The response object

In response filters, this object is available as context.response. It contains a representation of the response from the HTTP server, and has the following properties:

  • request (object): the request object, also obtainable as context.request

  • responseCode (int): the HTTP status code from the server. Usually 200 indicates success, but there are many other codes.

  • responseMessage (string): the HTTP response message from the server, usually something like "OK" or "Not Found"

  • body (byte array): the body of the response, if present

  • bodyString (string): the body of the response (if present) as a UTF-8 string

  • payload (byte array): the body of the response, if present

  • payloadString (string): the body of the response (if present) as a UTF-8 string. If the body is not a string, this property should not be accessed.
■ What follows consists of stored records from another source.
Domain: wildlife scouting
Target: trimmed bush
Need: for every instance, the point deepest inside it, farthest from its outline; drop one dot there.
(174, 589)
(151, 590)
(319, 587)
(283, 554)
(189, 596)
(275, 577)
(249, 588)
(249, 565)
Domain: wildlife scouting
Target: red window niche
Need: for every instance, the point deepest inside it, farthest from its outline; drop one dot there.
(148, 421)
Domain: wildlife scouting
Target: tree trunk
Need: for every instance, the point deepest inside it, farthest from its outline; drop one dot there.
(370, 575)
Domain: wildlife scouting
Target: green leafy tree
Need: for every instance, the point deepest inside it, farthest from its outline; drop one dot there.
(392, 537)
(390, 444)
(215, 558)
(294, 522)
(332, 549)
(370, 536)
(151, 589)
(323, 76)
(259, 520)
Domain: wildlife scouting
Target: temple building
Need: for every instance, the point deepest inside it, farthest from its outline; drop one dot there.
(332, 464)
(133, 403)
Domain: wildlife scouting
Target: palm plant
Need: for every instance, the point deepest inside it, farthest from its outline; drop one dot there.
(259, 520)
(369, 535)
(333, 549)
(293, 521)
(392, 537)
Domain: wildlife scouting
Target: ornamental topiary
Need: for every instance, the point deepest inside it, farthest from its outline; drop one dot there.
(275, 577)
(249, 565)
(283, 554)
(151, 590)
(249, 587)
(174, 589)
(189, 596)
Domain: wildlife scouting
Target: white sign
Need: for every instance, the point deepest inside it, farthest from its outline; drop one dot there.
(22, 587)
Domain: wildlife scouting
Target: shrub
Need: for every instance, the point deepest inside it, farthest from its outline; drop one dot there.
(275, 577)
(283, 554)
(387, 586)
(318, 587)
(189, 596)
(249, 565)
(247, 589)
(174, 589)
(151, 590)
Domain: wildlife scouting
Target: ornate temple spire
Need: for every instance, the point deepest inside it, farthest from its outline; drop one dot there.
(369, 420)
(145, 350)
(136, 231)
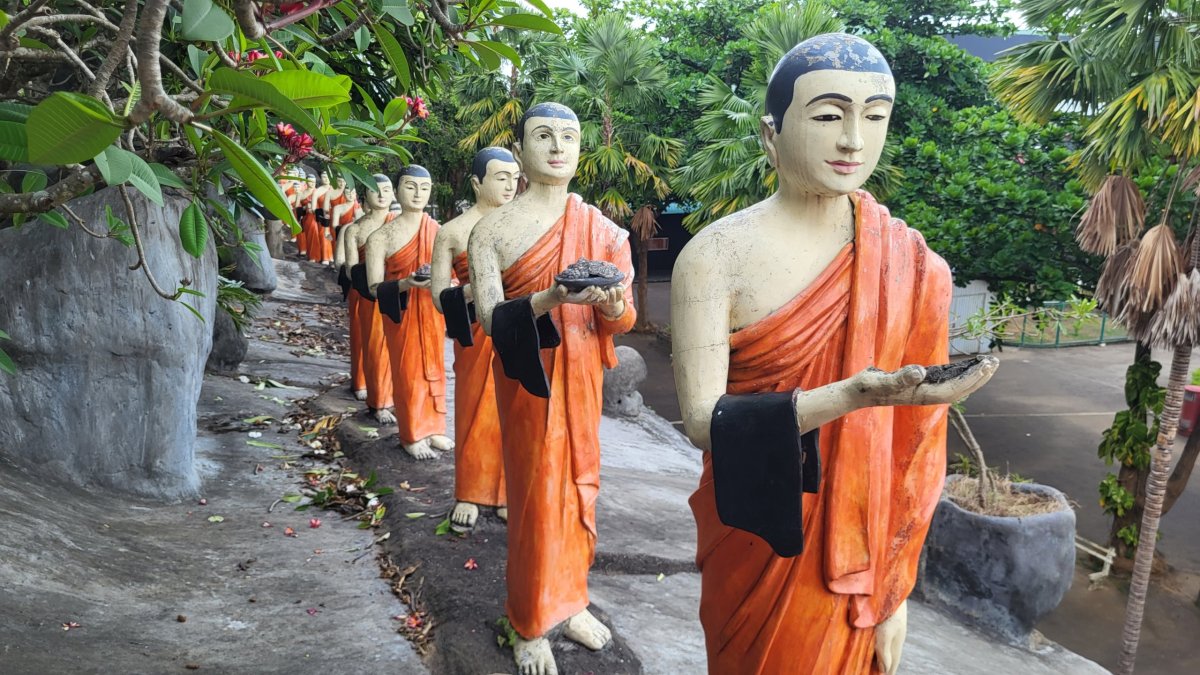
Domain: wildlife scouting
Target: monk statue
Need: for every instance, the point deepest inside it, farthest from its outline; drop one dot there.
(321, 244)
(415, 332)
(478, 463)
(803, 329)
(343, 210)
(553, 345)
(366, 322)
(305, 216)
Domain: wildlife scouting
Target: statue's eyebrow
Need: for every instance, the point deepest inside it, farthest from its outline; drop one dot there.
(831, 95)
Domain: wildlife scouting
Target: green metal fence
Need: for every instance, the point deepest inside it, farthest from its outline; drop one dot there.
(1095, 329)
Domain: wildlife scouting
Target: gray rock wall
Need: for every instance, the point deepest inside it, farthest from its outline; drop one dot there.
(109, 372)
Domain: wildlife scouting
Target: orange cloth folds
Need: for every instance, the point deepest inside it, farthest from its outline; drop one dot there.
(376, 362)
(417, 344)
(479, 460)
(552, 446)
(885, 303)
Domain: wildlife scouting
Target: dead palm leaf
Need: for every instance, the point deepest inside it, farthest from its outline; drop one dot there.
(1115, 215)
(1156, 269)
(1179, 322)
(1113, 287)
(645, 225)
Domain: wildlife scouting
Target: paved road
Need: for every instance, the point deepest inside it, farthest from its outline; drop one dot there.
(1042, 417)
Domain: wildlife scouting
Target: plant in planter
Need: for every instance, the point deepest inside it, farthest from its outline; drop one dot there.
(1000, 554)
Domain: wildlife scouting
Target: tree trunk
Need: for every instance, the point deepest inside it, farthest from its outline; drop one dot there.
(1156, 491)
(987, 485)
(643, 314)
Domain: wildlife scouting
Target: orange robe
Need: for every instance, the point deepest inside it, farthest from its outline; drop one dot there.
(479, 461)
(307, 239)
(354, 303)
(552, 446)
(417, 345)
(376, 362)
(885, 303)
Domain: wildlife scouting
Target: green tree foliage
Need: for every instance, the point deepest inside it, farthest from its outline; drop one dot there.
(612, 76)
(997, 201)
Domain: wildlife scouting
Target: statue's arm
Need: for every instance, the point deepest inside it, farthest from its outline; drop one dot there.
(340, 254)
(700, 336)
(483, 260)
(376, 260)
(442, 266)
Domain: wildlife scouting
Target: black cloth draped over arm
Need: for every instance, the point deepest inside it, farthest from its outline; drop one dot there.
(761, 465)
(460, 315)
(519, 338)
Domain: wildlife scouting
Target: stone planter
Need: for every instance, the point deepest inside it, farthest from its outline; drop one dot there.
(1000, 573)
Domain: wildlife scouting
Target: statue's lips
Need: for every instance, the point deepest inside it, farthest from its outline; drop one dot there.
(844, 167)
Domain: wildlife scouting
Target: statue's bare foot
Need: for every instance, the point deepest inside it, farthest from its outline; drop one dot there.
(420, 449)
(534, 657)
(465, 514)
(587, 631)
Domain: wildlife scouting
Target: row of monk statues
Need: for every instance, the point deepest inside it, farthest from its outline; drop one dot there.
(802, 330)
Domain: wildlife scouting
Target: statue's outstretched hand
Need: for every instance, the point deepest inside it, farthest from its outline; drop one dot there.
(907, 386)
(889, 639)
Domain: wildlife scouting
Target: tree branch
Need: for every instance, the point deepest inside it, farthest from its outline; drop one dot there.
(247, 18)
(154, 96)
(118, 53)
(364, 18)
(21, 18)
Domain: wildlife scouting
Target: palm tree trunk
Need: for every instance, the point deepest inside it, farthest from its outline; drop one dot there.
(643, 267)
(1156, 490)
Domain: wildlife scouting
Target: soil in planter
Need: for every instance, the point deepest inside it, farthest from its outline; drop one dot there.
(1005, 501)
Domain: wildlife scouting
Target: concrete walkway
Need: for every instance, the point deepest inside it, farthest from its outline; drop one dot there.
(161, 589)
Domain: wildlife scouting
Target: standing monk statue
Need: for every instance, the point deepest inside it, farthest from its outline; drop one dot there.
(802, 327)
(399, 257)
(366, 322)
(478, 463)
(553, 346)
  • payloadStream (object, read-only): returns a Java InputStream that can be used to read the content of the payload.

  • payloadWriteStream (object, read-only): returns a Java OutputStream that can be used to write to the payload.

In addition, the response object has the following methods:

  • string getResponseHeader(string name): returns the value of the specified HTTP header, if present. The name is case-insensitive.
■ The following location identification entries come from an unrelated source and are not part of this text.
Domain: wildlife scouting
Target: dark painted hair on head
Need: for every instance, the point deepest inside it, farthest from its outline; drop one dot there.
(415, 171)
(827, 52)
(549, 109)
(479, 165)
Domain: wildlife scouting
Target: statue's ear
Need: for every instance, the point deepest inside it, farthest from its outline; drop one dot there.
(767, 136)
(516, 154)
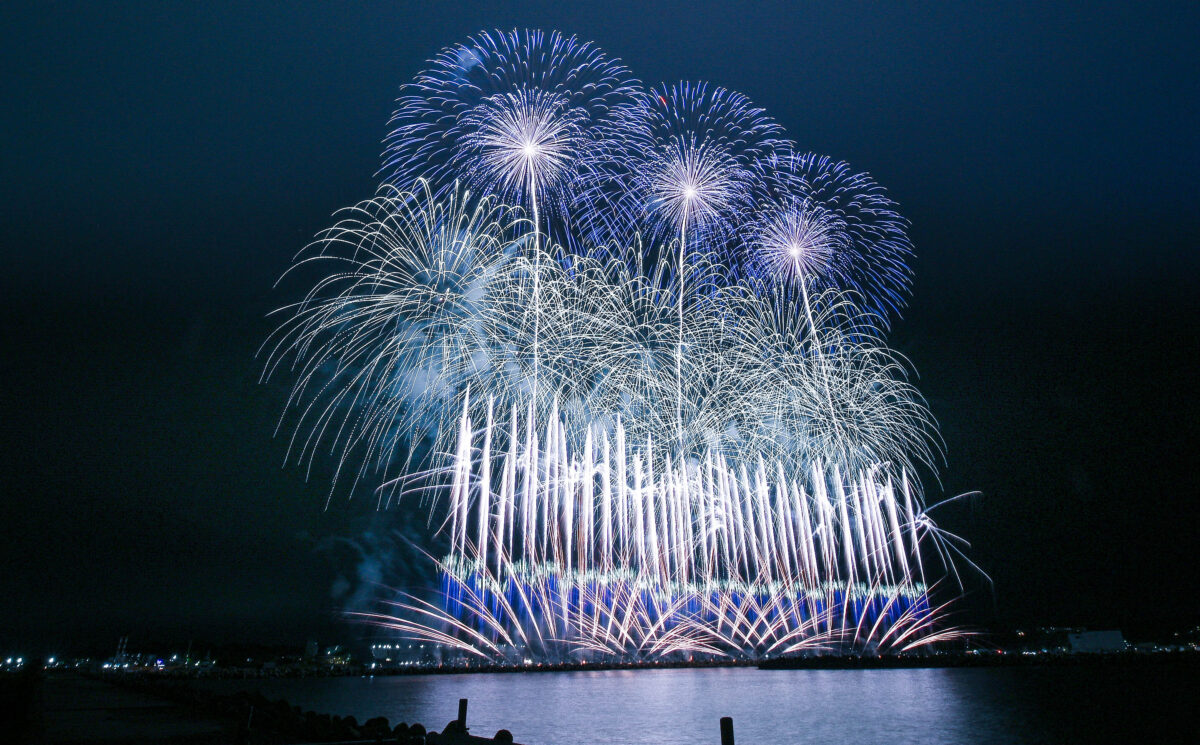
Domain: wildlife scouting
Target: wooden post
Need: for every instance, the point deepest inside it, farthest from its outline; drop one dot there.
(726, 731)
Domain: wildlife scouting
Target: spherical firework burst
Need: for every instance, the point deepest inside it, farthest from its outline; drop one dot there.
(831, 227)
(673, 427)
(688, 164)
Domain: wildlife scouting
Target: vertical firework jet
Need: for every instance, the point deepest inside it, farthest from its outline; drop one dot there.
(660, 416)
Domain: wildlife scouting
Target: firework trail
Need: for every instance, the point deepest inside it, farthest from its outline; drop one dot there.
(575, 551)
(629, 347)
(828, 227)
(510, 114)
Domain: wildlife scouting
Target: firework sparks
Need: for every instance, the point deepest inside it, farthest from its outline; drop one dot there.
(654, 418)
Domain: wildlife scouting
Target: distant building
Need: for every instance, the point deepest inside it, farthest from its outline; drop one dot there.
(1097, 641)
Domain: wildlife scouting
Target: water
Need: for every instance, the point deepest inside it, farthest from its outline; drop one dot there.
(677, 707)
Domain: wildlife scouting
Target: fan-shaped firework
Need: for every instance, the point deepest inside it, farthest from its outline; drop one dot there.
(395, 328)
(688, 437)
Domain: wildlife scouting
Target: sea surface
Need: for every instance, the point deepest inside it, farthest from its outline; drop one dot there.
(1140, 704)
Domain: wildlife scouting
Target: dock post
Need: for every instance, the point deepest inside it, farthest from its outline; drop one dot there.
(726, 731)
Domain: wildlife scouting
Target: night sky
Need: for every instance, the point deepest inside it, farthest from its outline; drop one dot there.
(162, 163)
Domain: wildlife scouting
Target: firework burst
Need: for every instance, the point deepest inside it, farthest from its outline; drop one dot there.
(629, 346)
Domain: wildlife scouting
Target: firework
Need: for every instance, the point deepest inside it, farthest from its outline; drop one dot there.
(511, 114)
(569, 553)
(627, 346)
(828, 227)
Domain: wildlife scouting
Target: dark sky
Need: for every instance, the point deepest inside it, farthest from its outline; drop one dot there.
(162, 163)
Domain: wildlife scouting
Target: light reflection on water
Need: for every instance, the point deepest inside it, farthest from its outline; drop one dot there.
(678, 707)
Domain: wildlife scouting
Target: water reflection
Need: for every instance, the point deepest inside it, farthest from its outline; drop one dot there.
(683, 707)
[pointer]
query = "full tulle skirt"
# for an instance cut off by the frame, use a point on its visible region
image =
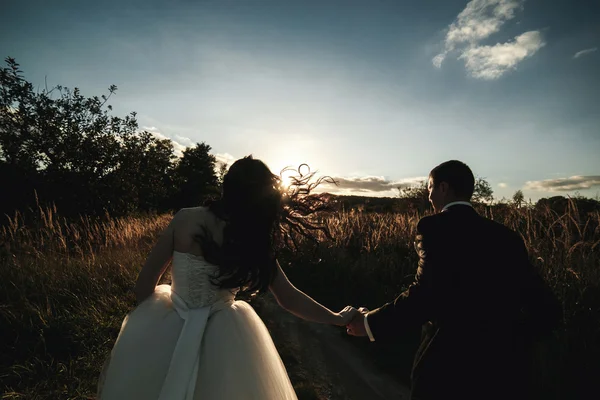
(217, 352)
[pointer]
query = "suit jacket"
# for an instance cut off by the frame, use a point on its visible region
(475, 292)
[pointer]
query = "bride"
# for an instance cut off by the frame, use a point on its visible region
(192, 340)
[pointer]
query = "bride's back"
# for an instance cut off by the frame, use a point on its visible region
(192, 276)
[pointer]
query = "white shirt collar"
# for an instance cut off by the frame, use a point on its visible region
(456, 203)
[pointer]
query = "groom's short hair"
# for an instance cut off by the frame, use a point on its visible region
(457, 175)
  • boolean hasResponseHeader(string name): returns true if the specified header is set

  • void setResponseHeader(string name, string value): sets the value of the specified HTTP header

  • string getPayloadString(string enc): gets the request's payload as a string decoded using the specified encoding, e.g. UTF-16 or ISO-8859-1.
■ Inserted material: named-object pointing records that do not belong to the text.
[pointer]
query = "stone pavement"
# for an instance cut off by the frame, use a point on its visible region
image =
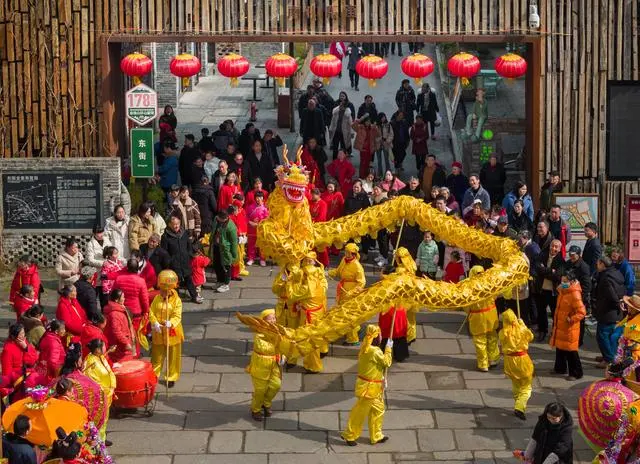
(439, 408)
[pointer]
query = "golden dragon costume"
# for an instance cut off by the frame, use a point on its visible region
(289, 234)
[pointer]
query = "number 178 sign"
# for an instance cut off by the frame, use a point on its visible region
(142, 104)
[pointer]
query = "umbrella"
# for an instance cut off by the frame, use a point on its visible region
(46, 417)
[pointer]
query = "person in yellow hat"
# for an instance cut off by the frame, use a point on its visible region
(370, 384)
(405, 264)
(352, 281)
(165, 317)
(265, 372)
(483, 325)
(312, 306)
(515, 337)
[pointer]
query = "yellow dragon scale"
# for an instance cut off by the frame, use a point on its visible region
(288, 234)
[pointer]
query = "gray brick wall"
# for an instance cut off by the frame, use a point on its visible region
(43, 245)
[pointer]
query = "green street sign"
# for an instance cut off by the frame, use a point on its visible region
(142, 158)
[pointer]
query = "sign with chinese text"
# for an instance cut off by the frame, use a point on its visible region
(48, 200)
(142, 104)
(142, 159)
(632, 238)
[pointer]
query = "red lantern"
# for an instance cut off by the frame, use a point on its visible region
(464, 65)
(372, 67)
(233, 66)
(417, 66)
(281, 66)
(136, 65)
(185, 65)
(326, 66)
(511, 66)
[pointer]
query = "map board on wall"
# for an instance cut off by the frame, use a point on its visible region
(39, 200)
(577, 210)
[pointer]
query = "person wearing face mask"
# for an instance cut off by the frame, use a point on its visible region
(565, 336)
(552, 440)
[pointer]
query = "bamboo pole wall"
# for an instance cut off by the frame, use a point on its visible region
(50, 59)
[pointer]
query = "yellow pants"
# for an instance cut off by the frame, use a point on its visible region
(411, 326)
(241, 267)
(521, 393)
(353, 336)
(365, 408)
(264, 391)
(487, 351)
(158, 353)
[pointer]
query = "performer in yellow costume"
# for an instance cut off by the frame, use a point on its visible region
(352, 282)
(165, 316)
(264, 369)
(97, 368)
(406, 265)
(370, 383)
(312, 306)
(483, 325)
(515, 337)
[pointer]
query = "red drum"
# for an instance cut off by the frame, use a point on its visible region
(135, 384)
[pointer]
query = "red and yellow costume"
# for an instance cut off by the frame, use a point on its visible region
(352, 281)
(515, 337)
(372, 363)
(264, 369)
(483, 325)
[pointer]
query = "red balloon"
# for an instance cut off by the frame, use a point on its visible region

  • void setPayloadString(string value, string enc): sets the request's payload to the given string, encoding it according to the provided encoding, e.g. UTF-16 or ISO-8859-1.

Examples

Change a header in the response

if (context.response.hasResponseHeader("Date")) {

log.trace("Setting Date header");

context.response.setResponseHeader("Date", "Beginning of time");

}


Change the body of a response

Change the URLs coming back from the server to point to the Gallium Data proxy, and not the actual HTTP server.